She is not Eren Jaeger. She is not the name he calls her or the person he says she is. He had merely spit back all the things she'd told him, reminded her of who she really is.
I can't be a good girl.
I don't want to be a god.
Although I am an enemy of humanity, I'm your ally, Eren.
He knows her. He knows her, so intricately and viscerally that it hurts. Her heart swells with relief. Not grief, not horror.
She is the worst, most despicable girl in the history of mankind.
For the first time in a long time, she lets the mask slip. It clutters to the ground beneath her feet and shatters into pieces.
She is the good, shining girl from the legend and she gives the apple to the hooded devil who stands in the shadows with his lamp.
(The world pays the price.)
Historia visits his grave for the first time in five years. It sits in the blades of grass and spring dandelions and right in the shadow an old tree, a muted stone gray among the splotches of color.
The wind still carries a bit of the chill from the winter and she tightens her shawl around her shoulders. She stands there blank-faced, though her boots itch to turn around and walk away, never to return again. She steels her resolve.
It's been five years. The world has barely recovered from the devastation that was hailed upon it. Nature has taken so huge a blow that it's turned erratic, unpredictable. The storms are merciless as they barrel towards her people's homes, the sky raining daggers upon them like a divine punishment from the God that never listened to her pleas and prayers and now blames her for it. The winters are harsh and biting and the summers are hell on Earth, withering their crops and lasting for far longer than is normal.
The outside world is gathering its remaining strength, she knows. The surviving population is coming together in a history-making unity to put the entire island on the noose because Historia was selfish. Is selfish.
Historia was stupid.
(And desperate, and in love. She will always hate herself for it.)
One day, Paradis would be destroyed. She lulls herself and her people into a false sense of security by rallying the rest of the Jaeger faction. They are restless and Historia chants their war cry with them and the words feel like bile in her throat. Poison on her tongue.
She stares at the grave marker like she can burn a hole through it and it reads: My beloved.
She pretends it doesn't seize her heart and kills her, over and over.
(And it's almost funny how she's still here, pretending, after all these years. This is her eternal damnation.)
The pain pulses in every inch of her body. It is a knife across her back, slashing and stabbing a hundred thousand times. Her mouth is dry and she feels like crying but she doesn't. She can't. She's shed so many tears for him in the darkness of her room.
She didn't think it would hurt this bad to visit. It's been years after all, and she'd thought she would be past it now.
(Who is she kidding? She swallows back the bitterness whenever she thinks about the Scouts. The Alliance, they called it. They're alive and he's not. She has to force a smile whenever Mikasa and Armin talk about him like they know the entire story, the entirety of him. They didn't then and they still don't now. They never will.)
What is he now? A devil? A hero? A young man who fell victim to fate like the rest of the world?
He's just dead.
Had she known him at all, or just a facade of his? A mask he put up to get her to do his bidding. Did he let her think she knew him as intricately as he knew her so he could take her heart and crush it in his fist the way he did with millions of other people?

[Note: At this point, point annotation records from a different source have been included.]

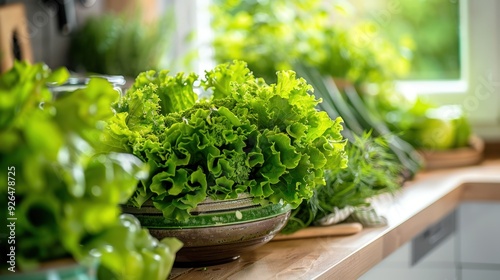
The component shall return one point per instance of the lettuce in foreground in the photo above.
(65, 195)
(247, 136)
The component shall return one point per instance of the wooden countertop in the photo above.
(421, 203)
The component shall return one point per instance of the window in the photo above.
(466, 70)
(475, 84)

Or, did she know a facet of him, the boy who wanted freedom? Was he torn between realities, between worlds, between identities and the two girls who had loved him so dearly? Historia thinks he was an amalgamation of the different timelines that he had to sift through, of the sins and the escapist realities he'd created and burrowed himself into. She thinks she feels sorry for him now, beneath all the hurt and anger and love she had for him.

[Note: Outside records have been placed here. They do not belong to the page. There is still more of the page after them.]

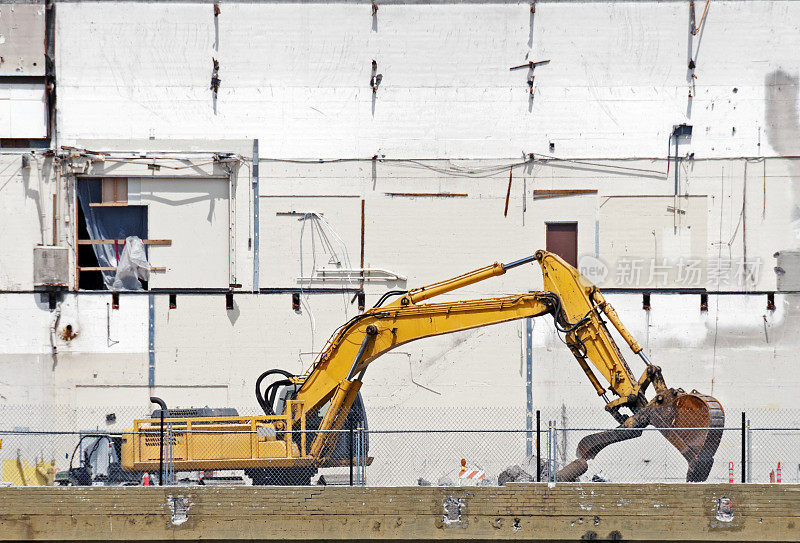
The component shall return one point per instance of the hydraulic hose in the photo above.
(262, 400)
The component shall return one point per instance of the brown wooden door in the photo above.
(562, 239)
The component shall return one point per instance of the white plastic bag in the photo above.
(132, 266)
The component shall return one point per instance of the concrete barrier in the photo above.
(518, 511)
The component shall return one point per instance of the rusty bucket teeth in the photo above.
(698, 446)
(692, 422)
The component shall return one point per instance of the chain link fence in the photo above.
(45, 445)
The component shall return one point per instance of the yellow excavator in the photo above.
(298, 432)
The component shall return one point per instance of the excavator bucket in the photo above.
(692, 422)
(695, 423)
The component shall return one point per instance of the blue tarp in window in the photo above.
(116, 222)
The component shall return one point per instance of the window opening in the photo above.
(105, 219)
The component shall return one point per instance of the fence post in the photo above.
(744, 446)
(749, 453)
(163, 406)
(538, 446)
(351, 451)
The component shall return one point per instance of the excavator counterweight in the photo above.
(302, 413)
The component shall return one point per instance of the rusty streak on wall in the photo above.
(518, 511)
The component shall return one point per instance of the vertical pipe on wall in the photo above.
(538, 446)
(744, 447)
(255, 215)
(151, 373)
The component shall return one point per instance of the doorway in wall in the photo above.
(562, 239)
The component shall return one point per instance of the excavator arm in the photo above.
(577, 307)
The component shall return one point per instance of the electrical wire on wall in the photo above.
(330, 244)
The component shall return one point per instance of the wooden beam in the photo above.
(122, 241)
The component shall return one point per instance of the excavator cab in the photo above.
(273, 401)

If anyone knows what it's like to be ripped apart by personas, it's her.
She's not sure what she came here for. It's not closure, she knows, because closure isn't something she will attain in this lifetime.

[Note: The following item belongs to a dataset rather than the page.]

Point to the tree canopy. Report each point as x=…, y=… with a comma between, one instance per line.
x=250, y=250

A dove flaps its wings in the periphery and perches on the gravestone. Historia startles.
It stares at her with beady eyes, head slightly tilted as if curious about her presence. It blinks, once.
She wants to laugh.
She feels like crying.
Had he ever loved her at all? Or was he in love with someone else the whole time he was with her? She wants to ask: Was anything he said to her real—the affection, the protectiveness, the promise that now lies broken at her feet like the mask she'd taken off for him. Did he ever actually consider coming back before he lost himself in that eternal world of sand and lights or was it all a lie from the very beginning? Which version of him was the real him: the boy who wanted to live in frangible peace with his friends or the boy who sought freedom no matter what it cost? Which one had been her Eren?
(If he'd been hers at all.)
There are so many things she wants to ask, so many things she could say to him.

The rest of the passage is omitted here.